Suppose you work at a sports goods company that manufactures basketballs. There are several manufacturing plants and each plant produces 10,000 balls every day. You have to test the balls before the company packages and ships them off.
One of the standard industry procedure is to check the 1st bounce height of the balls. Your colleague suggests to take a random sample (from the same manufacturing plant) and form a confidence interval around the mean bounce height.
You take 100 balls, drop them from the first floor of your office and measure the mean bounce and the 95% confidence interval for the mean bounce is 110–120 cms. I can say that I am 95% confident that the mean bounce height of all the basketballs (the entire population from one plant) falls in this range.
Caution: It does not mean that 95% of the time, the bouncing height will be in this range.
As we can see in this picture above, there are 100 confidence intervals for 100 different samples. The red line is the true value of the population. 95 of these intervals contain the true value, the other 5 do not.
Some important considerations:
- As we draw larger and larger samples, our confidence interval becomes narrower. A larger sample will reduce the sampling error, give more precise estimates and thus smaller intervals. Suppose, you decide to test 5000 balls, you’ll get a better estimate of the range of bouncing height.
- As we increase the confidence level, say from 95% to 99%, our range becomes wider. It may sound counter-intuitive but think about it. To have more confidence that an interval contains the true parameter, the range should be wider. e.g I can be 100% confident that the bouncing height of the ball is 0 to infinity.
I hope you got an idea of confidence intervals, now let's see what prediction intervals are.
Prediction Intervals
What happens after fitting a regression model? We predict the value of the dependent variable.
The range that likely contains the value of the dependent variable for a single new observation given specific values of the independent variables, is the prediction interval.

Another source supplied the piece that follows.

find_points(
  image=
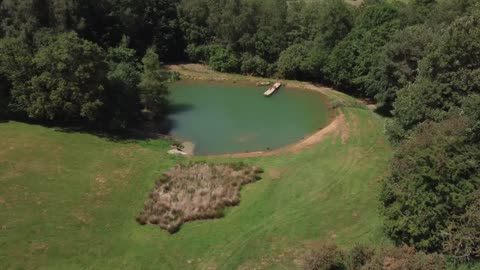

Let’s take the earlier example of basketball to understand this concept.
Suppose, using a regression model (often linear regression) and given specific values of independent variables like rubber material, stitching type (based on the basketballs already produced), we train our model. This model now predicts a prediction interval of 105–125 cm. We can now be 95% confident that the bounce height of the next basketball produced with the same settings will lie in this range.
Note that we are not predicting the mean here rather an individual value, so there’s greater uncertainty involved and thus a prediction interval is always wider than the confidence interval.
Prediction intervals can be often confused with confidence intervals. They are related but the two processes have different calculations and purposes.
The prediction interval predicts in what range a future individual observation will fall, while a confidence interval shows the likely range of values associated with some statistical parameter of the data, such as the population mean.
I hope you enjoyed reading about CI and PI and learned something out of it.